Susannah also helping reluctant boy readers. Her series ‘Boy vs Beast’ taps into the things boys are interested in, computer games, visual entertainment, and beasts in a battle with humankind. Boys that do have trouble reading are often given texts that might be deemed of a more childish nature to work with and this can be embarrassing for them and so put them off reading forever.
Susannah’s texts cater to boys interest but are also are carefully researched to include less words on a page but more of the words they need to learn. At each reading success their self esteem grows rather than if they use the more inappropriate texts aimed at younger readers which Susannah suggests ‘create a deeper chasm’. In a nutshell Susannah’s books are providing ‘ reading in their own terms’.
Susannah’s experiments have been a success and she is always impressed by the mother consumer who is so enamoured of the difference in her child that she goes that extra step of getting in touch with the publishers to thank them for causing their sons not to come to dinner because they are reading!

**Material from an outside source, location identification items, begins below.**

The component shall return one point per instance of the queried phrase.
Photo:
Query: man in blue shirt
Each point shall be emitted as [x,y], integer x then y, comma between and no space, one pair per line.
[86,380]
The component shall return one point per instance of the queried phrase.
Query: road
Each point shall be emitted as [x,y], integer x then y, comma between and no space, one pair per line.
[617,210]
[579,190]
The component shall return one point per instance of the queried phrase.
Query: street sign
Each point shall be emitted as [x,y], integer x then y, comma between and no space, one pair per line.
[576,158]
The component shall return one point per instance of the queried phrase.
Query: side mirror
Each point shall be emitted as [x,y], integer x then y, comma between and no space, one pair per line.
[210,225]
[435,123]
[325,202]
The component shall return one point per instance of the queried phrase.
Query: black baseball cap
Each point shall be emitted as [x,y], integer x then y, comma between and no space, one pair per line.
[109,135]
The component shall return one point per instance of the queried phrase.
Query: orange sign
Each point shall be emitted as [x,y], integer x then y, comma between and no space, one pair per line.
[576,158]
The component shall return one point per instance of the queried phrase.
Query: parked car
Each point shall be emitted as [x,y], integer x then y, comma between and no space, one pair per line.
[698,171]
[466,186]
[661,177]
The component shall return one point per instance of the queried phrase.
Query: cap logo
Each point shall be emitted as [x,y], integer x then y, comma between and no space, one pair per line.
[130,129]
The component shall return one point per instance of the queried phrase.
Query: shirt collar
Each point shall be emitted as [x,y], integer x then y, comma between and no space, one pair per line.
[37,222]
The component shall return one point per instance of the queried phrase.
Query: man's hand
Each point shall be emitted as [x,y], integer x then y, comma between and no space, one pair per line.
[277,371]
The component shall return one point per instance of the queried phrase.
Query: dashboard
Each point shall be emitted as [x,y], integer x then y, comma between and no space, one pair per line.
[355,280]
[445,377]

Its a lot of blood sweat and tears that Susannah has put in to this mission and sometimes it might seem an insurmountable one to get every discouraged child reading but Susannah cites to me the story of the starfish.
You can read the story below,
‘The Starfish Story
Everyone can make a difference
Loren Eiseley
One day at the beach we noticed someone picking up starfish that had been washed ashore at low tide.
One at a time he was throwing them back into the sea. When we asked why, he replied “If I don’t they’ll die from lack of oxygen.”
“But there are thousands of starfish on this beach and thousands more on other beaches, you can’t possibly make a difference,” we said.
Throwing another starfish back into the sea, he smiled and shouted jubilantly “Made a difference to that one!”
And one by one we all can.
[from http://www.ardoch.asn.au/4392550/ardoch-youth-foundation-making-education-a-reali.htm]
Susannah’s book series ‘EJ12’ and ‘Boy vs Beast’ are available now.